Prof. Romli yang terkenal sebagai cendekiawan antikorupsi dituduh melakukan korupsi 400-an milyar rupiah tanpa bukti yang kuat. Guru besar Hukum Pidana Internasional dan mantan Dirjen AHU Kemhumdang itu ditahan selama 305 hari sejak 10 November 2008, beberapa saat menjelang Pemilu 2009. Tuduhan korupsi ratusan milyar itu ternyata hanya bualan Marwan kepada pers. Sebab terbukti dalam dakwaan Kejagung yang dibacakan di pengadilan, Romli hanya ditdakwa korupsi Rp.25 juta yang katanya diterima oleh sekretarisnya dan sama sekali tidak ada bukti uang Rp. 25 juta itu pernah diterima Romli. Romli sendiri menyatakan sama-sekali tidak pernah menerima uang Rp.25 juta itu. Kwitansi penerimaan uang Rp. 25 juta yang ditandatangani sekretarisnya itu diduga direkayasa.

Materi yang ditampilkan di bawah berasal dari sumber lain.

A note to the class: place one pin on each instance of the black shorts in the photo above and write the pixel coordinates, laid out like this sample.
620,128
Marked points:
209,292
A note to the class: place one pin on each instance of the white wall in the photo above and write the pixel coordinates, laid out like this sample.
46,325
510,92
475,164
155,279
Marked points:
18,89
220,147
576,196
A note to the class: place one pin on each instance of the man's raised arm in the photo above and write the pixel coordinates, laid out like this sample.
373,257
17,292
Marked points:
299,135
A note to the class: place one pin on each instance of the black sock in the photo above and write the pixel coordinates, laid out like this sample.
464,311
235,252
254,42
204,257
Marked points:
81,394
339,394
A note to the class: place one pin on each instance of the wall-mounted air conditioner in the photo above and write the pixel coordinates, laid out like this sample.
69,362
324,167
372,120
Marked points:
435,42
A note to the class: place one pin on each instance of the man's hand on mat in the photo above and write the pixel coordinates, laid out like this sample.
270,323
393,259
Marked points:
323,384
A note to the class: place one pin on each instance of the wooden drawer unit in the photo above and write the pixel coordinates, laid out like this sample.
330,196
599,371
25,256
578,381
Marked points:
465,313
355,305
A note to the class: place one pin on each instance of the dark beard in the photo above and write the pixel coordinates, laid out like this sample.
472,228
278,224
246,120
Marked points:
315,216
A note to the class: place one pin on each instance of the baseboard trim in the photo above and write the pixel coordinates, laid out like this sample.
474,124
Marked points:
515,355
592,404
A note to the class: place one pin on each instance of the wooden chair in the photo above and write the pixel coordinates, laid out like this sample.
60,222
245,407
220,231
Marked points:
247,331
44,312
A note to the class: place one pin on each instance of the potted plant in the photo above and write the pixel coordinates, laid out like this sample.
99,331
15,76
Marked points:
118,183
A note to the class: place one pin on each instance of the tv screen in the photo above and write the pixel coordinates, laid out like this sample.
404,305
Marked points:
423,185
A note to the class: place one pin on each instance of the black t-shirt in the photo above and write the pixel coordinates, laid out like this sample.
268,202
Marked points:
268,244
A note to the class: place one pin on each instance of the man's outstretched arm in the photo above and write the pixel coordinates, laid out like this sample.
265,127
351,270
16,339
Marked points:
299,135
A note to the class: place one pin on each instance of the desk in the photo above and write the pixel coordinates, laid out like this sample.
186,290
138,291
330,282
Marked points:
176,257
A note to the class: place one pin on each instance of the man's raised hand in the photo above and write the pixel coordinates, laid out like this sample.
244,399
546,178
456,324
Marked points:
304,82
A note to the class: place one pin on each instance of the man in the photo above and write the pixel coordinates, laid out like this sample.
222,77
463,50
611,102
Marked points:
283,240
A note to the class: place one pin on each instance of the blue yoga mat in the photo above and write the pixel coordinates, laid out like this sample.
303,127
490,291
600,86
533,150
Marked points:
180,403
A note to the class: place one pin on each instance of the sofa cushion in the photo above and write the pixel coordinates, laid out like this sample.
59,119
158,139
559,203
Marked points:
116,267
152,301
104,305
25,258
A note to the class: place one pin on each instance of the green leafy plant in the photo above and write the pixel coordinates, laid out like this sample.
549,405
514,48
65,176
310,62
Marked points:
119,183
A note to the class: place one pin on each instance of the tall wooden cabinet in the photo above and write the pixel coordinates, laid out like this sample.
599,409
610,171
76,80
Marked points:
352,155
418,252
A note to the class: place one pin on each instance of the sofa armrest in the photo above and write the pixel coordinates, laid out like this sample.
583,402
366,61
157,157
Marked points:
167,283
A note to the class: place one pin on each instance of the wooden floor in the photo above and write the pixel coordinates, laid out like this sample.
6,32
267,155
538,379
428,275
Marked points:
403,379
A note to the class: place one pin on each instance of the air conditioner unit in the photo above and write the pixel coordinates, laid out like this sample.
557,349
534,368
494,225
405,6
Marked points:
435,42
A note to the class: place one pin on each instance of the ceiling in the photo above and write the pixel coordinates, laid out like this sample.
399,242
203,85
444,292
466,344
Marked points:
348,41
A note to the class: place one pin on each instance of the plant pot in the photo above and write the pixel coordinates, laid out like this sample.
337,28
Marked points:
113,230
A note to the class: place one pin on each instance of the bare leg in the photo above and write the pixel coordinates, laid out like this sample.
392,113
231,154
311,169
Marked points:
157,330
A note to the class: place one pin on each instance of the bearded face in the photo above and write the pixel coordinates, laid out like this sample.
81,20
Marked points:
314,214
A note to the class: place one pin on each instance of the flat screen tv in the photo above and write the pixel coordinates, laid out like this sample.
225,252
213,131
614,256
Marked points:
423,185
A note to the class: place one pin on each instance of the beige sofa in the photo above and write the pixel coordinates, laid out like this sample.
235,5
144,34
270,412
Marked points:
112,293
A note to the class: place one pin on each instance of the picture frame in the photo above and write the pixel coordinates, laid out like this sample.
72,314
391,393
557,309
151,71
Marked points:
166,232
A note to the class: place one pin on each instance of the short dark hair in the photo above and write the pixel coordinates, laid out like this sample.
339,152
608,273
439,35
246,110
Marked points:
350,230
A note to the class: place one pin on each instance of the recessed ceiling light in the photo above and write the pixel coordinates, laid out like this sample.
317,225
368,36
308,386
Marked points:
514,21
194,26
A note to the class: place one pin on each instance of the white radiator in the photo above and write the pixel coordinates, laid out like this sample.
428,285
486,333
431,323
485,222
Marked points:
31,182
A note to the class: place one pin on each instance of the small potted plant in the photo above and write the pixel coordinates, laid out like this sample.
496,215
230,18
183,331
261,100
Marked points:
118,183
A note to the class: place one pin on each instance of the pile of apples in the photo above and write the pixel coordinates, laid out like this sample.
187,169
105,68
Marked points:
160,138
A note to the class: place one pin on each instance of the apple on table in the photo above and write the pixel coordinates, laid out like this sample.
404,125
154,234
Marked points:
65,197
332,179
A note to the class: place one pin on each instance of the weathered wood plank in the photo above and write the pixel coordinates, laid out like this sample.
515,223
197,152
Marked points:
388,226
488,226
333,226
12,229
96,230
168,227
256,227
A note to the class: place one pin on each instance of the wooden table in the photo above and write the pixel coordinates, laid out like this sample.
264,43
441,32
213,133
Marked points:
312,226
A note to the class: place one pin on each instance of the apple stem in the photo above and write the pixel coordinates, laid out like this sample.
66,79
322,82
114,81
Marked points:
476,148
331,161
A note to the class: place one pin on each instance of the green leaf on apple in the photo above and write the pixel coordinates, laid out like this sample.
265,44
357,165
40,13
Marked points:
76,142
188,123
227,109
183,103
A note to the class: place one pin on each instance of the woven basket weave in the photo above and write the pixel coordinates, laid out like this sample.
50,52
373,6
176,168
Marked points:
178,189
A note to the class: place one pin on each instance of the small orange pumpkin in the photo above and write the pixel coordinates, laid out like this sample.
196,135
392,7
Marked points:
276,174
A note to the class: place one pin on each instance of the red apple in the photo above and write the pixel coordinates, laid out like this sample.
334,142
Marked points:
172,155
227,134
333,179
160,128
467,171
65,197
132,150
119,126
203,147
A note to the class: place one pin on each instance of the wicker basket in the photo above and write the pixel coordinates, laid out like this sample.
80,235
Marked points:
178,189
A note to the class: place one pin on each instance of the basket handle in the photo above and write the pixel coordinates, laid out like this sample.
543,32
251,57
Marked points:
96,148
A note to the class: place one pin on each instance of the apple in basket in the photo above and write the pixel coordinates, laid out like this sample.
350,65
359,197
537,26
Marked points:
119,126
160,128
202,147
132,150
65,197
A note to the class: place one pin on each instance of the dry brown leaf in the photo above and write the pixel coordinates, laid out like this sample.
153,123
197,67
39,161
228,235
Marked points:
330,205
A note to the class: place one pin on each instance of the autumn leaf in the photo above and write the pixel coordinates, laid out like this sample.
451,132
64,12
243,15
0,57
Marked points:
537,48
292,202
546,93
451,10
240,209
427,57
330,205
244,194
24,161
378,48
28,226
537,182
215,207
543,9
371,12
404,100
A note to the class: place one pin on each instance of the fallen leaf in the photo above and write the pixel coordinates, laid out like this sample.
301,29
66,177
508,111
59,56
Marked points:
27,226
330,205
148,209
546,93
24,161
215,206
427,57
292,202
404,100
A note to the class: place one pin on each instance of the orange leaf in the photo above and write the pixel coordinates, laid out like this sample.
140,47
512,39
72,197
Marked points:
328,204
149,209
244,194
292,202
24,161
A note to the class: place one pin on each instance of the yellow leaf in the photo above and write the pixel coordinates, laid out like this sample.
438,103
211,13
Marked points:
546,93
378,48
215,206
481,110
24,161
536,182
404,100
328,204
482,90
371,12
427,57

Namun, dengan dakwaan itu, Romli dihukum 2 tahun penjara di PN Jaksel. Romli naik banding. PT mengurangi hukuman menjadi 1 tahun. Romli kasasi. Mahkamah Agung membatalkan keputusan PN dan PT dan mengadili sendiri perkara tersebut dengan keputusan membebaskan Prof. Romli dari segala tuntutan hukum (ontslag van alle rechtsvervolging) dan memulihkan haknya dalam kemampuan, kedudukan dan harkat serta martabatnya.
Keputusan MA No.591 K/Pid.Sus/2010 itu menguatkan dugaan berbagai pihak bahwa kasus yang menimpa Prof. Romli tersebut adalah rekayasa untuk membungkam dan membunuh karakter Prof. Romli menjelang Pemilu 2009, karena sebagai cendekiawan aktivis antikorupsi (Ketua Forum 2004), Prof. Romli sangat giat mengkritisi kinerja Kejagung yang antara lain mendorong KPK untuk mengambil-alih kasus BLBI dari Kejagung. Juga mengkritisi dan mendorong KPK menangani kasus-kasus tindak pidana korupsi besar lainnya, termasuk agar KPK tidak tebang pilih dalam menangani kasus Bank Indonesia. Sehingga diduga pihak penguasa merasa gerah. Bertindih dengan dugaan dendam pribadi Marwan kepada Romli terkait dugaan plagiat disertasi yang terungkap saat Marwan mengikuti seleksi pimpinan KPK. Marwan sendiri berulangkali membantah adanya dendam pribadi tersebut dan sekaligus membantah dugaan plagiat dimaksud serta membantah adanya rekayasa dalam penetapan Romli sebagai tersangka dan terdakwa tindak pidana korupsi.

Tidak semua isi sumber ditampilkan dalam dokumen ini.